Asst3
Stanford CS149 -- Assignment 3
Install / Use
/learn @stanford-cs149/Asst3README
Assignment 3: A Simple CUDA Renderer
Due: Thursday Oct 30, 11:59PM PST
100 points total

Overview
In this assignment you will write a parallel renderer in CUDA that draws colored circles. While this renderer is very simple, parallelizing the renderer will require you to design and implement data structures that can be efficiently constructed and manipulated in parallel. This is a challenging assignment so you are advised to start early. Seriously, you are advised to start early. Good luck!
Environment Setup
-
You will collect results (i.e. run performance tests) for this assignment on GPU-enabled VMs on Amazon Web Services (AWS). Please follow the instructions in cloud_readme.md for setting up a machine to run the assignment.
-
Download the Assignment starter code from the course Github using:
git clone https://github.com/stanford-cs149/asst3
The CUDA C programmer's guide PDF version or web version is an excellent reference for learning how to program in CUDA. There are a wealth of CUDA tutorials and SDK examples on the web (just Google!) and on the NVIDIA developer site. In particular, you may enjoy the free Udacity course Introduction to Parallel Programming in CUDA.
Table 21 in the CUDA C Programming Guide is a handy reference for the maximum number of CUDA threads per thread block, size of thread block, shared memory, etc for the NVIDIA T4 GPUs you will used in this assignment. NVIDIA T4 GPUs support CUDA compute capability 7.5.

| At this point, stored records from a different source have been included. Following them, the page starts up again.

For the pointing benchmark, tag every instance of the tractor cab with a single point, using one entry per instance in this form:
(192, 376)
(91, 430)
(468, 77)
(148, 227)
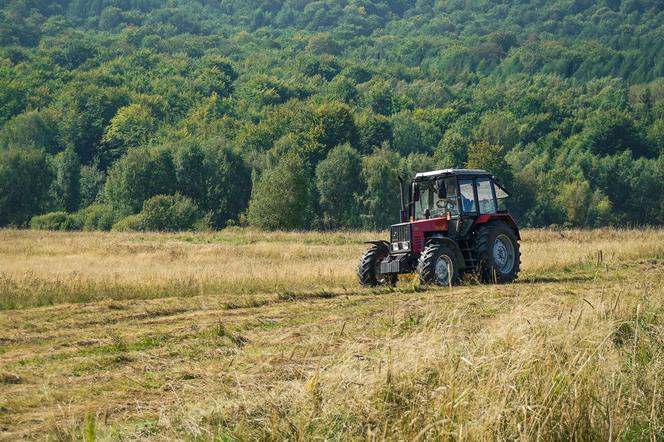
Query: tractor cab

For C++ questions (like what does the virtual keyword mean), the C++ Super-FAQ is a great resource that explains things in a way that's detailed yet easy to understand (unlike a lot of C++ resources), and was co-written by Bjarne Stroustrup, the creator of C++!

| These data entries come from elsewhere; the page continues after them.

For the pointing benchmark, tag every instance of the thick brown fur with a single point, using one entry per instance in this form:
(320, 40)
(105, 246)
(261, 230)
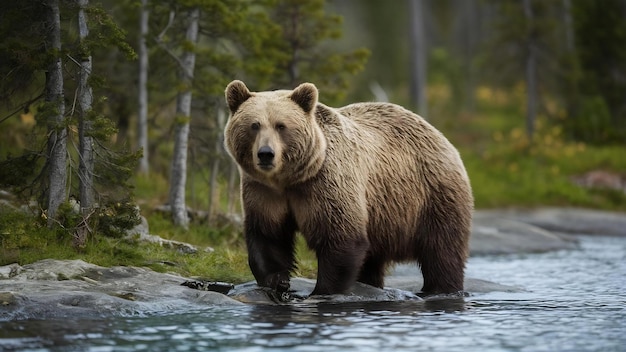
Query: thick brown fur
(367, 185)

Part 1: CUDA Warm-Up 1: SAXPY (5 pts)
To gain a bit of practice writing CUDA programs your warm-up task is to re-implement the SAXPY function
from Assignment 1 in CUDA. Starter code for this part of the assignment is located in the /saxpy directory
of the assignment repository. You can build and run the saxpy CUDA program by calling make and ./cudaSaxpy in the /saxpy directory.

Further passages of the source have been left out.